COVID-19 and the impact on Sydney’s housing marketMay 6, 2020 / By
At the beginning of 2020, not long out of a downturn, Sydney’s existing housing market had been in the early stages of recovery. However, the rapid outbreak of COVID-19 in Australia in March, and consequent staged Federal shutdowns to curb the outbreak, has shrouded the outlook for Sydney’s housing market in uncertainty.
Given the unprecedented nature of the crisis, it is difficult to assess with certainty the severity and length of its impact on the economy, labour market and consequently housing demand. Nevertheless, the short-term impacts of the crisis are increasingly becoming apparent. Demand for housing in Sydney has undoubtedly already declined, which is reflected in auction clearance rates falling from around 75% in February and early-March to be around 40% over recent weekends.
Lending data also suggests fewer households are prepared to commit to a significant loan amidst rising unemployment. There is already evidence of falling rental asking prices, but the impact on capital values is currently more ambiguous and will be very dependent on the length of the crisis and how soon the unemployment rate returns to pre-crisis levels.
In the medium-term, the range of possible outcomes is still wide. While there has been no immediate impact on completions in 1Q20, the crisis has caused disruptions to the supply chain, which may delay some projects in the in coming quarters. Further, developers will launch few, if any, new projects until sentiment and pre-sales improve and many proposed projects are likely to be abandoned.
As such, this crisis will further prolong the downturn in Sydney’s dwelling construction. Nevertheless, travel restrictions, coupled with higher local unemployment, will very likely slow population growth and housing demand over the next few years. The medium-term implications (when rental abatements and landlord assistance are no longer in effect) on the rental market are more ambiguous. The withdrawal of buyers from the market may boost rental demand and put further pressure on vacancy, at a time when new supply in Sydney is falling. As such, at the tail end of the crisis, the rental market may emerge as a tight one.

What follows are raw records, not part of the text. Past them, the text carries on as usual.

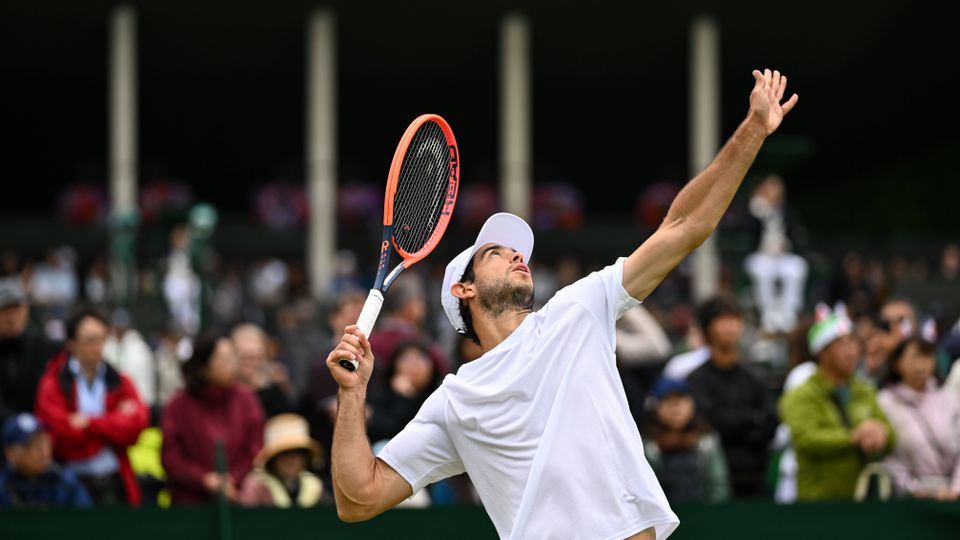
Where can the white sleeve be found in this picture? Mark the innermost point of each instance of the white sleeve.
(602, 293)
(423, 453)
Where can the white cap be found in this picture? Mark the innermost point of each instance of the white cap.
(505, 229)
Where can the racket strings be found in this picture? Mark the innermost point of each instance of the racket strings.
(421, 188)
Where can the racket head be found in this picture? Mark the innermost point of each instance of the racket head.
(422, 187)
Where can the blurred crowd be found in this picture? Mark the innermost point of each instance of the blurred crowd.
(796, 385)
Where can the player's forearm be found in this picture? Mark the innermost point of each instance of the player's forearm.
(353, 465)
(701, 203)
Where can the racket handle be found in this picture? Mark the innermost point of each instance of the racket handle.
(368, 317)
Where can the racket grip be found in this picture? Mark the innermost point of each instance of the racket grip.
(368, 317)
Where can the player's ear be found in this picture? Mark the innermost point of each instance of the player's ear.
(463, 291)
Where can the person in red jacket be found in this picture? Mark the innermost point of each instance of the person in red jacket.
(213, 410)
(92, 412)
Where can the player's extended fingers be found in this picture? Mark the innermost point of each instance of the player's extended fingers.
(788, 106)
(352, 340)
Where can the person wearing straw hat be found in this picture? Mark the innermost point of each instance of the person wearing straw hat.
(282, 477)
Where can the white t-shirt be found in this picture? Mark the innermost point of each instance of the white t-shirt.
(541, 425)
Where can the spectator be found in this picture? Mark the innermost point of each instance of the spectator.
(733, 400)
(682, 365)
(413, 376)
(281, 477)
(802, 368)
(96, 287)
(778, 275)
(92, 412)
(212, 410)
(29, 478)
(926, 461)
(259, 372)
(181, 285)
(835, 421)
(897, 321)
(54, 284)
(682, 448)
(24, 351)
(126, 350)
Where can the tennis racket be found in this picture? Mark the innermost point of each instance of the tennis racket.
(421, 192)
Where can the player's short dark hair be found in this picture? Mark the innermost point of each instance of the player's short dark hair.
(468, 330)
(78, 315)
(714, 308)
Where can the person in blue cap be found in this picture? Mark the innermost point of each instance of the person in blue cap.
(30, 478)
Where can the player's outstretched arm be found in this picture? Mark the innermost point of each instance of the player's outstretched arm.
(698, 207)
(363, 485)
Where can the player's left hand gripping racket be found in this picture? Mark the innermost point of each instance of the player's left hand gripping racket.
(421, 192)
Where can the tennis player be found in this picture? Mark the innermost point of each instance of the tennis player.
(540, 421)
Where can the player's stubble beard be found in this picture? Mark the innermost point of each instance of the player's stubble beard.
(499, 296)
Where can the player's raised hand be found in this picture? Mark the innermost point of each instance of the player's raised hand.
(353, 346)
(766, 98)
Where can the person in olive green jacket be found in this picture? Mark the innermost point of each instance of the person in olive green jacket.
(834, 418)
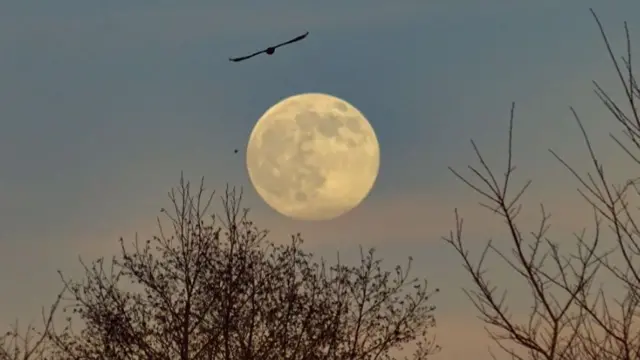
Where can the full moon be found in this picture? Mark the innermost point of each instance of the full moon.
(313, 157)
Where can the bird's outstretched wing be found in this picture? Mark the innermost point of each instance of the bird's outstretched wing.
(298, 38)
(246, 57)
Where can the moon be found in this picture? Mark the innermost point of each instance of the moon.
(313, 156)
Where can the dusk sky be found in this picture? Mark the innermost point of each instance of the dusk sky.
(103, 104)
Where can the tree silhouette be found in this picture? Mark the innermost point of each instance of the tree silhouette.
(216, 288)
(572, 316)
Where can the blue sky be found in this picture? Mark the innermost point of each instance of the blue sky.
(102, 104)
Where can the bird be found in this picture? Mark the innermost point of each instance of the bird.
(270, 50)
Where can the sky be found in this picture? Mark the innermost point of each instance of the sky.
(103, 104)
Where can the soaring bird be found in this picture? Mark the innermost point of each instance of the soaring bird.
(270, 50)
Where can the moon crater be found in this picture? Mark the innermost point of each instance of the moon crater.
(313, 157)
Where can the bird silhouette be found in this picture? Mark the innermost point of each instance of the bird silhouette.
(270, 50)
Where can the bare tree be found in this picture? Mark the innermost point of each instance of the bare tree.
(32, 344)
(572, 315)
(217, 289)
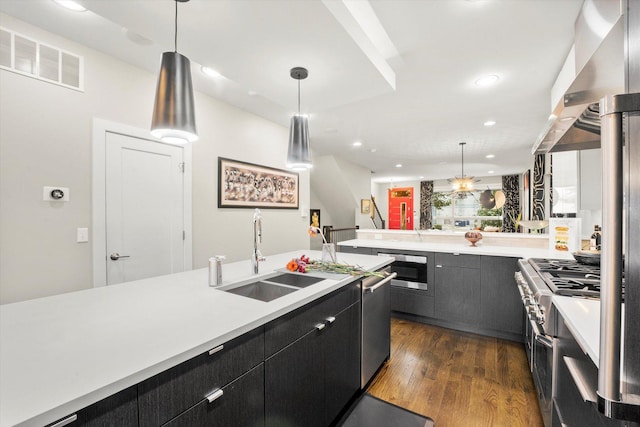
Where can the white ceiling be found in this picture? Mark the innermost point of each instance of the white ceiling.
(438, 48)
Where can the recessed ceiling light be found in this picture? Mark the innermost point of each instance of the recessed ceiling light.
(210, 72)
(71, 5)
(487, 80)
(136, 38)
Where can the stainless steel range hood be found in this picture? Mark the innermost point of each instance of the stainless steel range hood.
(575, 123)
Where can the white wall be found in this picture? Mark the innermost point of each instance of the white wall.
(45, 139)
(590, 191)
(358, 179)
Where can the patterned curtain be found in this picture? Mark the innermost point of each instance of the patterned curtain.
(426, 205)
(537, 208)
(511, 208)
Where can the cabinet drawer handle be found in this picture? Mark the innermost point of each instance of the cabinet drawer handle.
(66, 421)
(215, 395)
(215, 350)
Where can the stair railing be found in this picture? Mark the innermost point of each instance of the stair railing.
(376, 217)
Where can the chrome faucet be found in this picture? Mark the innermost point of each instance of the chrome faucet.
(256, 256)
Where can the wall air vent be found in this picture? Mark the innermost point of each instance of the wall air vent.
(31, 58)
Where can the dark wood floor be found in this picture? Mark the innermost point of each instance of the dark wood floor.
(456, 378)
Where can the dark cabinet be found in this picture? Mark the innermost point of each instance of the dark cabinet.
(240, 403)
(501, 302)
(120, 409)
(164, 396)
(309, 381)
(341, 350)
(458, 295)
(411, 301)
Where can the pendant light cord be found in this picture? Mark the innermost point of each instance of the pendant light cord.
(298, 96)
(175, 41)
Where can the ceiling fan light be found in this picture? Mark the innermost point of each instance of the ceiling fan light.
(298, 152)
(173, 111)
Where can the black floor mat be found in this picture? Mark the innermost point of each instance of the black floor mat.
(369, 411)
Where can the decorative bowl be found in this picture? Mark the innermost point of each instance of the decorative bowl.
(473, 237)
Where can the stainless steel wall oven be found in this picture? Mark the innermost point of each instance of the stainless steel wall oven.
(411, 270)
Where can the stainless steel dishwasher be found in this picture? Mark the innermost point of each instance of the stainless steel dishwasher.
(376, 324)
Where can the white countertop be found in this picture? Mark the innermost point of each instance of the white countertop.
(463, 248)
(62, 353)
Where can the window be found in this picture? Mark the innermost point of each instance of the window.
(31, 58)
(465, 211)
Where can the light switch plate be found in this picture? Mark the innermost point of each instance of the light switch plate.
(82, 235)
(49, 192)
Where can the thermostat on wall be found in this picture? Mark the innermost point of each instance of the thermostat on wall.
(55, 194)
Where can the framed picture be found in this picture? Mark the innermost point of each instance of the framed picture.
(526, 195)
(314, 214)
(365, 206)
(246, 185)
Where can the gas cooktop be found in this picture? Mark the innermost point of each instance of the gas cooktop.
(569, 277)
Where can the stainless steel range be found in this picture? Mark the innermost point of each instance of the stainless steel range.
(538, 280)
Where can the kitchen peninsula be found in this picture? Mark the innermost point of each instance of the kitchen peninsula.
(63, 353)
(444, 281)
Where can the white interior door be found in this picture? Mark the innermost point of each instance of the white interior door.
(144, 208)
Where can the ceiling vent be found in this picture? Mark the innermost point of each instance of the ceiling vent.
(31, 58)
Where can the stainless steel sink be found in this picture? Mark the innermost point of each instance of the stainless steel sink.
(297, 280)
(263, 291)
(272, 286)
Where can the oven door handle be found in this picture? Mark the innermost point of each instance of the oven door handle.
(381, 283)
(414, 259)
(544, 340)
(539, 337)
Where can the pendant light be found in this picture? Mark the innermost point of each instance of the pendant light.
(298, 153)
(462, 184)
(173, 113)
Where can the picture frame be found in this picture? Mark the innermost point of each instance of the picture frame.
(248, 185)
(314, 218)
(526, 195)
(365, 206)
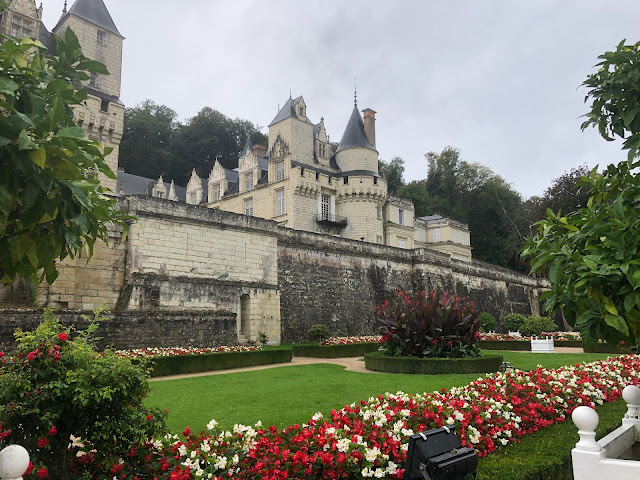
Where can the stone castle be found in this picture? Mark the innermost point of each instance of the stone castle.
(296, 235)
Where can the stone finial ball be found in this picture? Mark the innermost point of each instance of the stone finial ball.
(585, 418)
(14, 461)
(631, 395)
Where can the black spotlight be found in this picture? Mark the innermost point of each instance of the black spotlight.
(439, 455)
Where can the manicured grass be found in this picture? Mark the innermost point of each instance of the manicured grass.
(281, 396)
(292, 394)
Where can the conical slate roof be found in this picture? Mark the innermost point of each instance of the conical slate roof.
(94, 11)
(354, 136)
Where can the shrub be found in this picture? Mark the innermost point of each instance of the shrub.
(428, 325)
(318, 333)
(534, 326)
(514, 321)
(55, 385)
(487, 322)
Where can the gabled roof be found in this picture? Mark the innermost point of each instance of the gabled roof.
(354, 136)
(288, 110)
(94, 11)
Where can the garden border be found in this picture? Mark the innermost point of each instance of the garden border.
(334, 351)
(380, 362)
(204, 362)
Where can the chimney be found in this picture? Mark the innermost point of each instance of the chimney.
(260, 150)
(370, 125)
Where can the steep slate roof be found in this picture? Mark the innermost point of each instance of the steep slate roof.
(94, 11)
(288, 110)
(354, 136)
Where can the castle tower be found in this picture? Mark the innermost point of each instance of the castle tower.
(361, 192)
(103, 116)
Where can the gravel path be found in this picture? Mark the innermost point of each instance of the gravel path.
(353, 364)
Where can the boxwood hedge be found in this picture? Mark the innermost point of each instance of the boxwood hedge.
(380, 362)
(334, 351)
(180, 364)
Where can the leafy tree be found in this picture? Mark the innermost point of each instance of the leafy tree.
(393, 172)
(211, 136)
(592, 255)
(51, 203)
(147, 143)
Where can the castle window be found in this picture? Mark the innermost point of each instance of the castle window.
(248, 207)
(248, 182)
(280, 205)
(279, 171)
(21, 27)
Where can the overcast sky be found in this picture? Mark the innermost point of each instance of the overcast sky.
(498, 80)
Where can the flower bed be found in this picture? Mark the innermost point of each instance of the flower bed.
(173, 351)
(204, 362)
(336, 347)
(380, 362)
(370, 438)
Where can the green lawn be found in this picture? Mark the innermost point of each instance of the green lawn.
(292, 394)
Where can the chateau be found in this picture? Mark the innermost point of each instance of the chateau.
(295, 235)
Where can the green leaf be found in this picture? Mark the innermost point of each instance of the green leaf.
(8, 87)
(617, 322)
(39, 157)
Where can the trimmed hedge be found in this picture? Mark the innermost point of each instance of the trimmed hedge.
(180, 364)
(524, 345)
(546, 454)
(334, 351)
(380, 362)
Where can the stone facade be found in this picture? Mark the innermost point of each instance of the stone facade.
(192, 262)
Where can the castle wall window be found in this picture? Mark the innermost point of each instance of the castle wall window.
(248, 182)
(324, 206)
(248, 207)
(280, 205)
(401, 217)
(21, 27)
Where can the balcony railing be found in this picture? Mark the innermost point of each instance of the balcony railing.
(330, 219)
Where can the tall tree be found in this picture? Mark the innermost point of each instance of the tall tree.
(592, 255)
(393, 173)
(51, 203)
(147, 143)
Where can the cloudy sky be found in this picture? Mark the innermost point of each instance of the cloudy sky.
(498, 80)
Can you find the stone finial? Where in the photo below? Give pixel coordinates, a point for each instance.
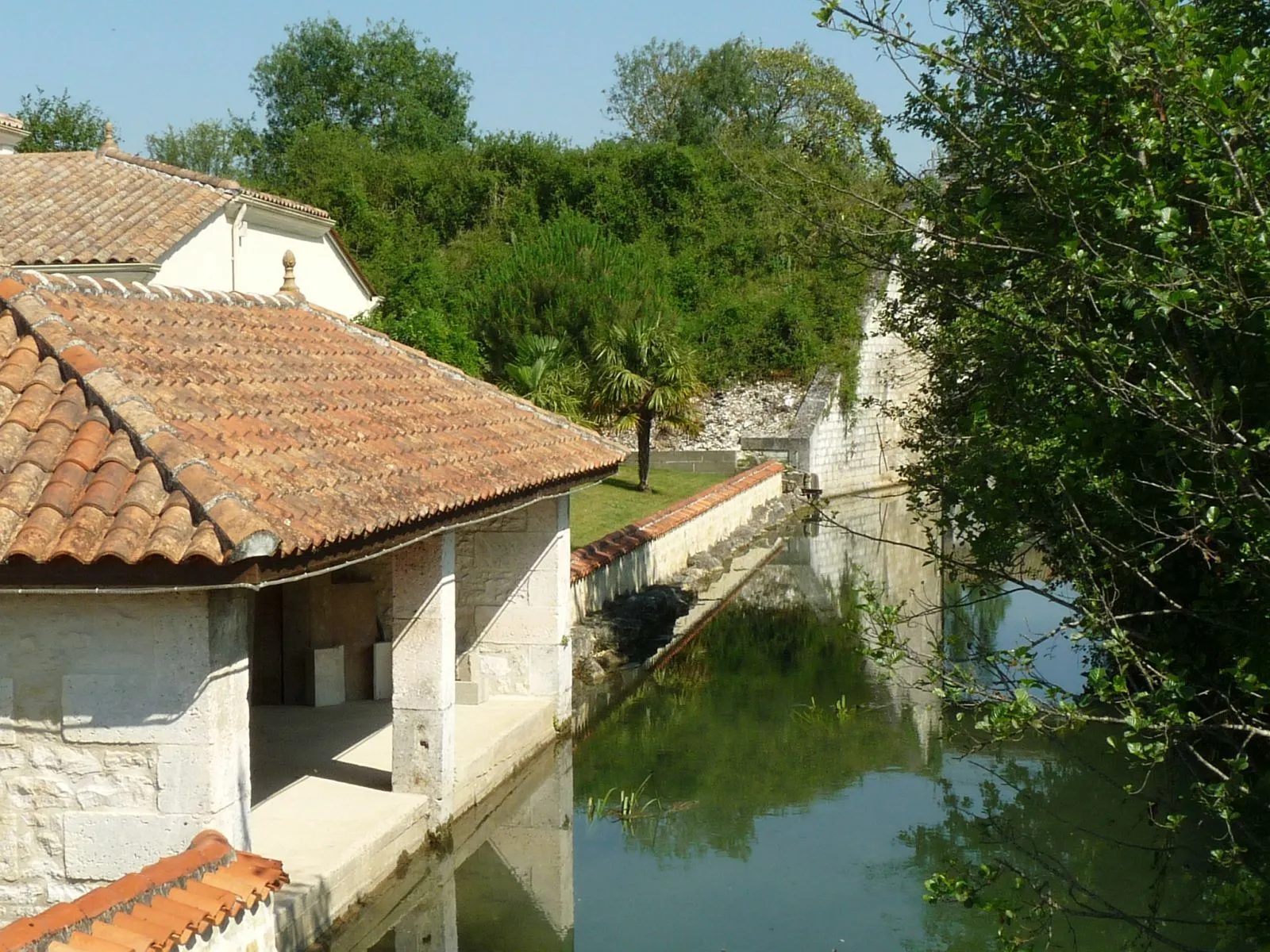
(289, 273)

In the long-term, the experience of shifting life online will inevitably reshape how the market operates after the crisis. The era of self-isolation will highlight challenges of working remotely, particularly in the real estate sector where certain activities typically require physical interaction, including auctions, inspections and valuations. Firms and agents have already been working on alternatives, which are currently being tested. Some activities have switched to a virtual interface with relative ease.
When the Federal government announced a ban on auctions in March, many agents were quick to go online the following weekend in an attempt at maintaining sales. Virtual valuation inspections are also rapidly emerging as an alternative to physical property inspections, helping valuers to carry on working with clients remotely.
The short-term outlook for Sydney housing is now highly uncertain and all market participants can really do is prepare for the worst and hope for the best. However, they should also keep one eye firmly on how this crisis may change the housing market’s operations and dynamics in order to capitalise on opportunities on the other side.